Er und viele seiner Kollegen entdecken dafür eine neue Qualität: Zeit. Sonst jedes Wochenende ab mittwochs unterwegs zu Turnieren, bleibt jetzt auf einmal Muße, sich mit den jungen Pferden zu beschäftigen und den älteren eine Ruhepause zu gönnen. Die verlernen eh nichts, dürfen viel spazieren gehen im Wald oder sich auf der Weide tummeln. Ahlmanns Olympiahoffnung Dominator widmet sich vermehrt seinen züchterischen Aufgaben, der Samen des Rapphengstes ist hochgefragt, und seine Kinder eifern ihrem Vater schon auf kleinen Turnieren nach. "Die erfahrenen Pferde in Form zu halten, ist nicht schwierig", sagt Daniel Deußer, "aber der Wettkampf ist dann noch mal was anderes.
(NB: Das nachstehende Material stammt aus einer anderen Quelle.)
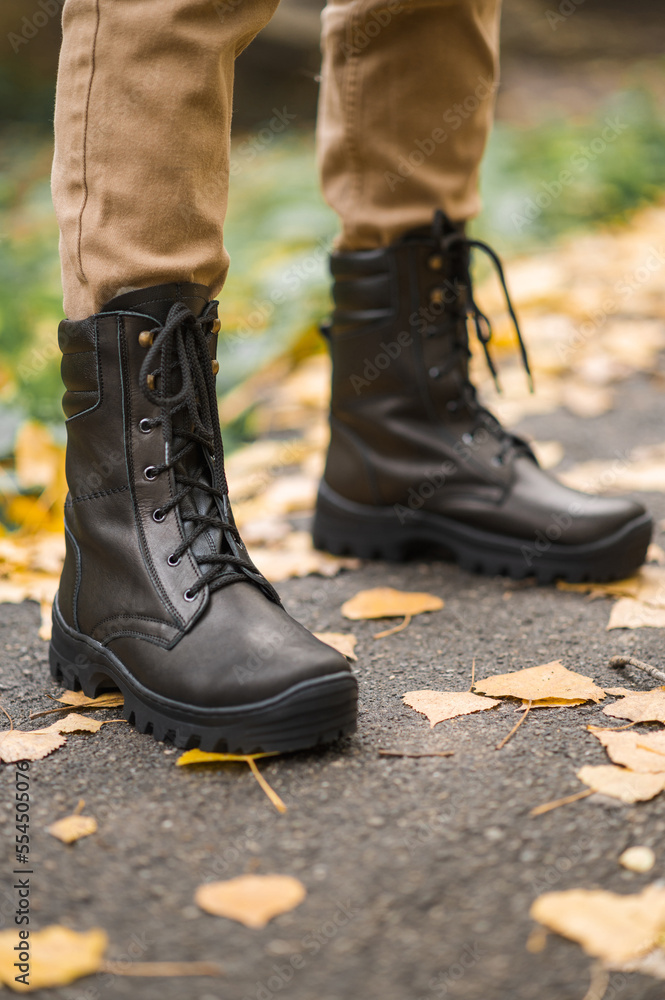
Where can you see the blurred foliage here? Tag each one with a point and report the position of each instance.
(278, 232)
(525, 200)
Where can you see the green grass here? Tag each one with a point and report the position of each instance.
(278, 230)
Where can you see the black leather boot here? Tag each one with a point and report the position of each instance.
(158, 594)
(416, 464)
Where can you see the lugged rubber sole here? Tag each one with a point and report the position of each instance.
(343, 527)
(311, 713)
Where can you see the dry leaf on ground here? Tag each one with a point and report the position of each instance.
(614, 588)
(343, 642)
(543, 683)
(640, 706)
(642, 752)
(112, 699)
(58, 956)
(608, 926)
(441, 705)
(631, 613)
(621, 783)
(384, 602)
(72, 828)
(555, 702)
(76, 723)
(35, 744)
(638, 859)
(205, 757)
(252, 900)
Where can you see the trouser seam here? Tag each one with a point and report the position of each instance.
(84, 202)
(351, 95)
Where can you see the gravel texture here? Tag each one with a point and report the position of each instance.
(419, 872)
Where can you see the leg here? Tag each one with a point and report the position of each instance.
(158, 595)
(405, 111)
(142, 122)
(415, 460)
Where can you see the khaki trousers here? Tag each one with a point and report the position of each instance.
(143, 119)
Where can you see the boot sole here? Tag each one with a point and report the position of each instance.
(311, 713)
(343, 527)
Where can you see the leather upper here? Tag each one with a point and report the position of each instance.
(119, 585)
(406, 428)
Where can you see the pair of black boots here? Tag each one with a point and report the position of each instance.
(159, 596)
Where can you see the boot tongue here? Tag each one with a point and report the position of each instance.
(156, 303)
(157, 300)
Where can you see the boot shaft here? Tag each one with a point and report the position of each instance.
(113, 514)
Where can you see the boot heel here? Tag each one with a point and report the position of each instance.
(345, 532)
(73, 663)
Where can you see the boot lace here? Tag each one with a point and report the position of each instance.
(176, 376)
(483, 330)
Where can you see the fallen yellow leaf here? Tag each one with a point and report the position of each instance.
(252, 900)
(555, 702)
(37, 459)
(384, 602)
(441, 705)
(620, 783)
(628, 612)
(206, 757)
(19, 744)
(638, 859)
(613, 588)
(535, 684)
(58, 956)
(75, 723)
(608, 926)
(112, 699)
(643, 752)
(343, 642)
(640, 706)
(71, 828)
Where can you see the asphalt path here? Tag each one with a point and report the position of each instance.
(419, 871)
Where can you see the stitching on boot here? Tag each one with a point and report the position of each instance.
(77, 584)
(123, 362)
(93, 496)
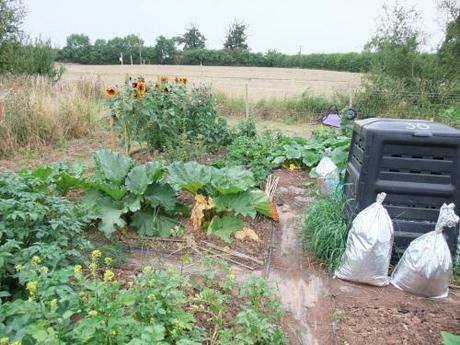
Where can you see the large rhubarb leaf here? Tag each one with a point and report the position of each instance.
(240, 203)
(190, 176)
(141, 176)
(232, 180)
(162, 195)
(107, 210)
(151, 223)
(112, 166)
(225, 227)
(116, 192)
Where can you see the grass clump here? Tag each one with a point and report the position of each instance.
(325, 230)
(39, 113)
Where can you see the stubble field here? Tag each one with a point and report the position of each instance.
(262, 82)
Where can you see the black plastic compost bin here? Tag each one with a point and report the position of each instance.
(416, 163)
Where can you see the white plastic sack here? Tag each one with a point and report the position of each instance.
(368, 251)
(426, 265)
(327, 176)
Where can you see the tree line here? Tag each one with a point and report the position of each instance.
(190, 49)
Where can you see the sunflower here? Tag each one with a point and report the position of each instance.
(140, 88)
(110, 91)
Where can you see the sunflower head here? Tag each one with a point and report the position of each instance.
(140, 88)
(110, 91)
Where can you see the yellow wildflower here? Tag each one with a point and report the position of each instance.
(36, 260)
(93, 267)
(96, 254)
(231, 275)
(92, 313)
(110, 91)
(108, 275)
(32, 287)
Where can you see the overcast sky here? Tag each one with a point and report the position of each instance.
(315, 25)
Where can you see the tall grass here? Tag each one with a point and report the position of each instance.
(325, 230)
(39, 113)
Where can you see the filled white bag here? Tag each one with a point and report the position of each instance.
(369, 244)
(426, 265)
(327, 175)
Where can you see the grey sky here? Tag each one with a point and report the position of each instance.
(285, 25)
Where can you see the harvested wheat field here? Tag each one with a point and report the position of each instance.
(263, 82)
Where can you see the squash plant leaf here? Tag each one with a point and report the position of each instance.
(111, 166)
(240, 203)
(262, 203)
(161, 195)
(141, 176)
(232, 180)
(225, 227)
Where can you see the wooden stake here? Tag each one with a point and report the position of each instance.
(225, 257)
(234, 253)
(247, 100)
(113, 139)
(350, 96)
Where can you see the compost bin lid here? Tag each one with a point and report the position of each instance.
(417, 127)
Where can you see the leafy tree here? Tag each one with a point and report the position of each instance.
(236, 36)
(397, 42)
(165, 50)
(12, 13)
(193, 39)
(449, 52)
(77, 48)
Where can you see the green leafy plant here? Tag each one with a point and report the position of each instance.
(325, 230)
(34, 222)
(121, 190)
(161, 114)
(221, 195)
(74, 305)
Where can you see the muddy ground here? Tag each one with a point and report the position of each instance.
(321, 310)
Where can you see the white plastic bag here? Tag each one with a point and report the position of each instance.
(369, 244)
(327, 175)
(426, 265)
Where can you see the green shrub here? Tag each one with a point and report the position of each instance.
(36, 223)
(325, 230)
(30, 58)
(76, 306)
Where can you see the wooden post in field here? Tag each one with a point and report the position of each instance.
(113, 139)
(350, 96)
(1, 111)
(247, 99)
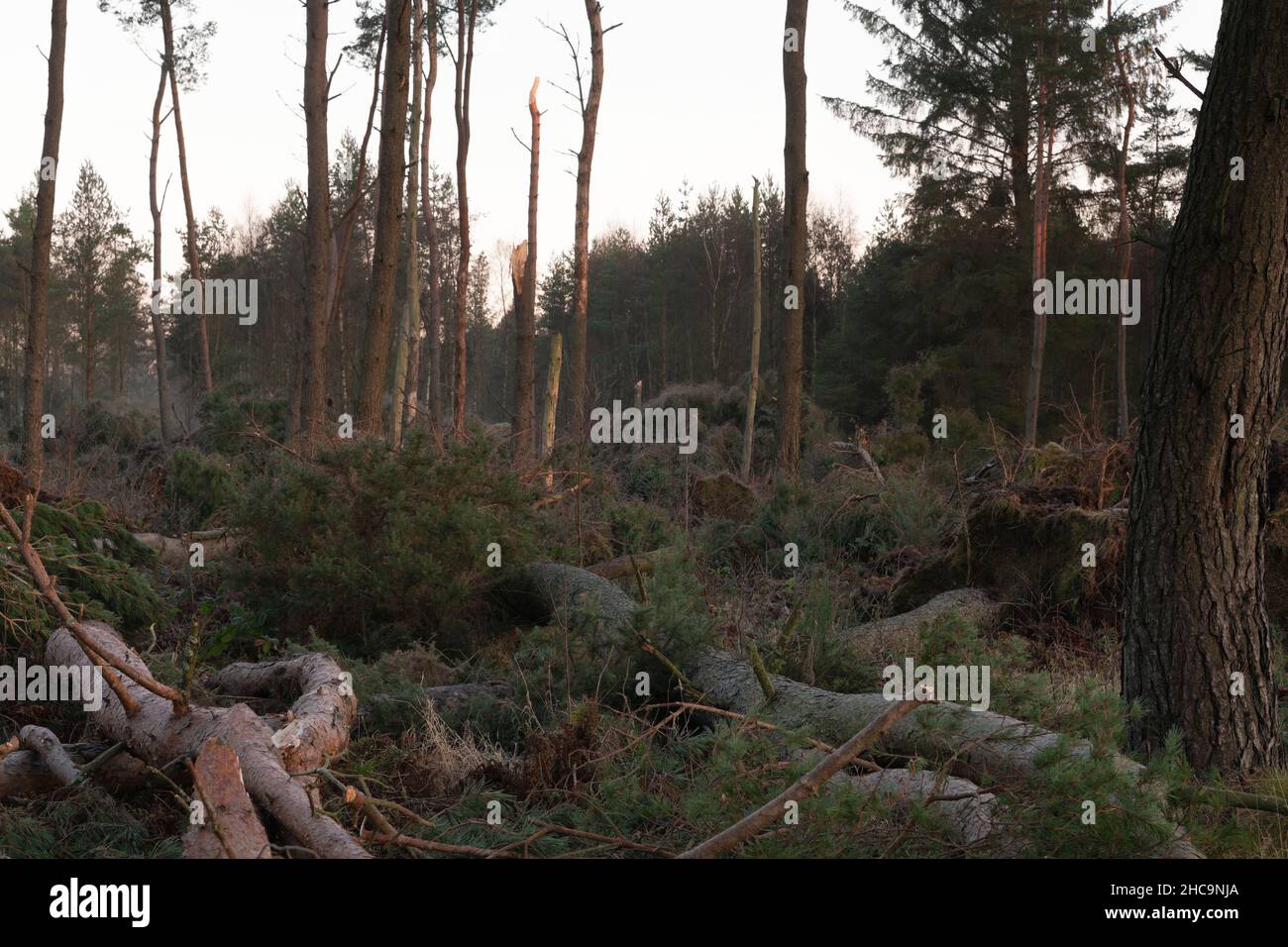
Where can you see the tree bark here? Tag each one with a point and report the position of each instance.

Da muss man schneller reiten, und es gibt Situationen, die man zu Hause nicht üben kann." Ob Pferde das Prickeln der Turnieratmosphäre vermissen, ist nicht bekannt. Aber die neue deutsche Meisterin der Springreiterinnen, Finja Bormann, ist fest davon überzeugt. "Unsere Pferde wollen nicht an die Seite gestellt werden, die wollen arbeiten. Manche kriegen sonst regelrecht Depressionen", sagt die 24-Jährige.

Zeit bleibt jetzt nicht nur für die jungen Pferde, viele Reiter freuen sich, dass sie ihre Familien häufiger sehen als nur an zwei Tagen in der Woche. "Ich habe so viel mehr Zeit für meine fünfjährige Tochter, doppelt so viel wie sonst", sagt Daniel Deußer. Diese Freuden hat der Weltranglistenerste, der Schweizer Steve Guerdat, noch vor sich. Sein erstes Kind soll Ende März zur Welt kommen. "Das ist natürlich eine Riesenfreude, ein ganz neues Kapitel in unserem Leben." Im Geiste sieht er sich schon mit Kind und Pony in der Führzügelklasse. "Dann fangen wir noch mal ganz von vorne an", sagt er. Es klingt, als ob er sich darauf freut.